Miniatura de Evangeliario de Ada
El texto del Evangelio de hoy es el
siguiente (Lc 1, 39-47):
“En aquel tiempo, partió María
presurosa por las serranías, a una ciudad de Judá; y habiendo entrado en casa
de Zacarías, saludó a Isabel. Al oír Isabel el saludo de María, el niño saltó
de gozo en su vientre, e Isabel se sintió llena del Espíritu Santo, y
exclamando en alta voz dijo: ¡Bendita tu entre todas las mujeres, y bendito es
el fruto de tu vientre! Y ¿de dónde a mí tanto bien que venga la Madre de mi
Señor a mí? Pues lo mismo fue llegar la voz de tu saludo a mis oídos, que dar
saltos de júbilo la criatura en mi seno. ¡Bienaventurada tú que has creído!

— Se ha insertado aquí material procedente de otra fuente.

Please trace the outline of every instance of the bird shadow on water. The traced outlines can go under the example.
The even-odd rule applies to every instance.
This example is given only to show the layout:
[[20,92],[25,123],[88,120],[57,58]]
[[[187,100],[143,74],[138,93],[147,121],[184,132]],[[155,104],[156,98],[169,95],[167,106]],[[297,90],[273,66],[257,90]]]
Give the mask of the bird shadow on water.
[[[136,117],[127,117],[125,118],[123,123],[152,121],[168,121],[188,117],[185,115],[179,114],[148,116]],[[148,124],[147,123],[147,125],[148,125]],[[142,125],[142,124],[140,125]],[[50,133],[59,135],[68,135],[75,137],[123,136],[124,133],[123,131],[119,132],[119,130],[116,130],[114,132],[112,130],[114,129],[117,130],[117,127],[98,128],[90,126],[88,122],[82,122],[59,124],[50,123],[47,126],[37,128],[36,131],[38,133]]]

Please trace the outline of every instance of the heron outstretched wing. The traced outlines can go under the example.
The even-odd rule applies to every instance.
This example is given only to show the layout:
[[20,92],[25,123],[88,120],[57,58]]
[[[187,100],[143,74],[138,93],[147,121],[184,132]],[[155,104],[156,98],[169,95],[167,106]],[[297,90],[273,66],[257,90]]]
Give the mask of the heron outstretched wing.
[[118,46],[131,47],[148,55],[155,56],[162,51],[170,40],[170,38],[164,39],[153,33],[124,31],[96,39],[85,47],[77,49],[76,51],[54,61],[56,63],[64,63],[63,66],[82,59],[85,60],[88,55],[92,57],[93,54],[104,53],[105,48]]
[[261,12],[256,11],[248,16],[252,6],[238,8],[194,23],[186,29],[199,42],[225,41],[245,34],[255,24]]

Porque se cumplirán las cosas que se te han dicho de parte del Señor. Y dijo
María: Mi alma engrandece al Señor, y mi espíritu salta de gozo al pensar en
Dios, Salvador mío”.
***
En el estilo parco, conciso y denso
de este pasaje, vemos a dos mujeres que, llenas ambas del Espíritu Santo,
profetizan con palabras que la Cristiandad, maravillada, repite día tras día, y
a cada hora, desde hace dos mil años.
Hoy, fiesta de Nuestra Señora de
Guadalupe, Patrona de América y piedra sobre la cual se edifica la fe en este
continente, recordemos ese otro precioso diálogo entre la Virgen y, esta vez,
el indio Juan Diego, al cual Ella se apareció en el cerro de Tepeyac, donde se
edificó luego, en cumplimiento de su voluntad, el santuario que hoy existe.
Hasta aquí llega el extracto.